I have one circle of $11.63$ inch bricks that is $21.25$ ft in radius (green in the picture). I already purchased the bricks for this circle already.
I need to add another circle to the side (marked in red) of bricks. The size is scaled by the golden ratio of $1.618$, or $13.133$ ft in radius. The center of this red circle falls directly on the edge of the green circle.
I need to purchase bricks to form the second (red) circle, but I don't need bricks to go inside the green circle.
How do I find the circumference of circle B, minus the part intersected with circle A, so I can calculate how many bricks to buy?
 A: 
The $36^{\circ}-72^{\circ}-72^{\circ}$ $\triangle ABC$ is called the golden triangle as its sides are $a/\phi,a,a$.
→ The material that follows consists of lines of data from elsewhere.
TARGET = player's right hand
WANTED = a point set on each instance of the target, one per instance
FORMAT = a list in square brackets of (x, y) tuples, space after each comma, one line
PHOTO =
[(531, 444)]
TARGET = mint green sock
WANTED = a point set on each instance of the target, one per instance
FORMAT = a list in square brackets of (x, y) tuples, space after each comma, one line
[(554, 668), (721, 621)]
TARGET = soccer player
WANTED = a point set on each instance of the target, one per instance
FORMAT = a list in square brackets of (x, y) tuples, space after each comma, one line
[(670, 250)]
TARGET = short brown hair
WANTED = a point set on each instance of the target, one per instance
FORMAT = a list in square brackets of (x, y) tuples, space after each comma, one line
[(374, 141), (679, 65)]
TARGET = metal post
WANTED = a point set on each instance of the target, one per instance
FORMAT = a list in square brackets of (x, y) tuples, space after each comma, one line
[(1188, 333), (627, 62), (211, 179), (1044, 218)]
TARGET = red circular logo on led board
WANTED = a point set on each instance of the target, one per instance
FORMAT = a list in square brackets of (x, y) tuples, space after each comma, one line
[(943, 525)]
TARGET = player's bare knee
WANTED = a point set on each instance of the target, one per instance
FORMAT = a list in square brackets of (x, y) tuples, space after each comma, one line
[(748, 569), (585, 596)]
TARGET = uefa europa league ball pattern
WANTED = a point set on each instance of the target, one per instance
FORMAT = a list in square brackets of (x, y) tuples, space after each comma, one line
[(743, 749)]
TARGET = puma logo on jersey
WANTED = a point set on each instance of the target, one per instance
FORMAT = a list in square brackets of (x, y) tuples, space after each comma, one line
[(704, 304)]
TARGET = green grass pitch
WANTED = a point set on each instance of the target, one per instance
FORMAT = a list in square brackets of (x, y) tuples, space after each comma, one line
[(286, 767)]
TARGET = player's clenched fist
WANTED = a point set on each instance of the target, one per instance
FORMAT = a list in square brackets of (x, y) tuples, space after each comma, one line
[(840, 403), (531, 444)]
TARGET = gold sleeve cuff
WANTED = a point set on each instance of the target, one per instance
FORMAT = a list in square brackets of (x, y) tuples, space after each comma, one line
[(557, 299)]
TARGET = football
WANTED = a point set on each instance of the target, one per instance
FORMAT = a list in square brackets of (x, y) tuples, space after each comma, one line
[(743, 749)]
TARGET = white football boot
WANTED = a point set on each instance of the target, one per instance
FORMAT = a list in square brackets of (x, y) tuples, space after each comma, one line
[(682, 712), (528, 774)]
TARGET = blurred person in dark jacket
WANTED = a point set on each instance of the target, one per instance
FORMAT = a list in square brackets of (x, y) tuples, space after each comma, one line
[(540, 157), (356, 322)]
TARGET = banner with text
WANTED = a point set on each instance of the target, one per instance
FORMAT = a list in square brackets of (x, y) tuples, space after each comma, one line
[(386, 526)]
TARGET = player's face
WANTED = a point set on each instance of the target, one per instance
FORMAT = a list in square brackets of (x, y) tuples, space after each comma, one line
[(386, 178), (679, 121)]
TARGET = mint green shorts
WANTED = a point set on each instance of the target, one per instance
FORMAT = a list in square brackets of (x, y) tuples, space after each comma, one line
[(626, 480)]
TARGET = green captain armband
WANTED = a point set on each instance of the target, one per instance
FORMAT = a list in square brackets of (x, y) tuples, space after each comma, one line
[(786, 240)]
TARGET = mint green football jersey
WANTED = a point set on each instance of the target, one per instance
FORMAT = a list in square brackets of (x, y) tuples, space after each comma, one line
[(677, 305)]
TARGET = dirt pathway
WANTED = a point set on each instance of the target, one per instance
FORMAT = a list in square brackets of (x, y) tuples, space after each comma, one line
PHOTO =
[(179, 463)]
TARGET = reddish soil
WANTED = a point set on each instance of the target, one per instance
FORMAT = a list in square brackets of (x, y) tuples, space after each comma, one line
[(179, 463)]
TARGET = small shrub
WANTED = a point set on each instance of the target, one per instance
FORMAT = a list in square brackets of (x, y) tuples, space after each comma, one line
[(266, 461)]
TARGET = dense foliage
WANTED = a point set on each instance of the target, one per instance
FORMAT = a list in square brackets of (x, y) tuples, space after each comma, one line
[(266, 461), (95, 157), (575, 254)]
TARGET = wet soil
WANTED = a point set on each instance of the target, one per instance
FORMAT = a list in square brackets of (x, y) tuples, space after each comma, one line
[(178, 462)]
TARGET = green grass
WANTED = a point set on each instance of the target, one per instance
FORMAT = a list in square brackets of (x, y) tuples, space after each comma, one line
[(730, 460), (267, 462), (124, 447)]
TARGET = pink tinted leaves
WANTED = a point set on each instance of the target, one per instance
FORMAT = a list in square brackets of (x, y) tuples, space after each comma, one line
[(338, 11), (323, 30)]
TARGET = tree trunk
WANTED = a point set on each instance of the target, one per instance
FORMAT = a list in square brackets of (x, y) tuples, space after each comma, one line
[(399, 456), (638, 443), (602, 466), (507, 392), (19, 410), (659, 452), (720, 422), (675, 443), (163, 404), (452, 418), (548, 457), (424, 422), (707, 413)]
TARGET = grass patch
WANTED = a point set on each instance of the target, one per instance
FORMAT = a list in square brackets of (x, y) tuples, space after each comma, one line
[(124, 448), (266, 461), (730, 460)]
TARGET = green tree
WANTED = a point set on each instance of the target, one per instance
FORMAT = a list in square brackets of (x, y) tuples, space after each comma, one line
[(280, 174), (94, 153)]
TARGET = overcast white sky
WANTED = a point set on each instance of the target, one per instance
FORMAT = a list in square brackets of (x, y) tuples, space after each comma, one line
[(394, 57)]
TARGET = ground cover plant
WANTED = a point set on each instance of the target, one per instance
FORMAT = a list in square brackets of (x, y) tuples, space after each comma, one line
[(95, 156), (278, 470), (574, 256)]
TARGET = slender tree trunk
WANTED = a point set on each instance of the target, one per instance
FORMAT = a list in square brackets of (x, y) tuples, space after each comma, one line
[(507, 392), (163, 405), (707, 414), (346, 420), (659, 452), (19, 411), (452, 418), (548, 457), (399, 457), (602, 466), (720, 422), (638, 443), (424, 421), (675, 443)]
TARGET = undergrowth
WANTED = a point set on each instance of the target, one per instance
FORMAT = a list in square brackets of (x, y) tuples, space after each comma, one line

Desired red circumference is
$$2\pi\cdot \frac{a}{\phi} \cdot\left(1-\frac{2\cdot72}{360}\right)$$
$$=2\pi\cdot \frac{a}{\phi}\cdot \frac{3}{5}$$
$$=\frac{6\pi}{5}\cdot \frac{a}{\phi} $$
where $a=21.25$
A: One possibility is to think about the intersection of the two circles. Assuming that the red circle is centered at $(0,0)$, its ''northeast'' quadrant is described by $y=\sqrt{r^2-x^2}$ (where $r$ is its radius). The green circle is centered at $(R,0)$, $R$ being its radius, and its ''northwest'' quadrant is described by $y=\sqrt{R^2-(x-R)^2}$. If you solve
$$\sqrt{r^2-x^2}=\sqrt{R^2-(x-R)^2}$$
you obtain the points at which the circles intersect: $\left(\frac{r^2}{2R},r\sqrt{1-\frac{r^2}{4R^2}}\right)$  and, by symmetry, $\left(\frac{r^2}{2R},-r\sqrt{1-\frac{r^2}{4R^2}}\right)$. These two points define an arc that spans $2\arctan\frac{r\sqrt{1-\frac{r^2}{4R^2}}}{\frac{r^2}{2R}}$ of the $360º$.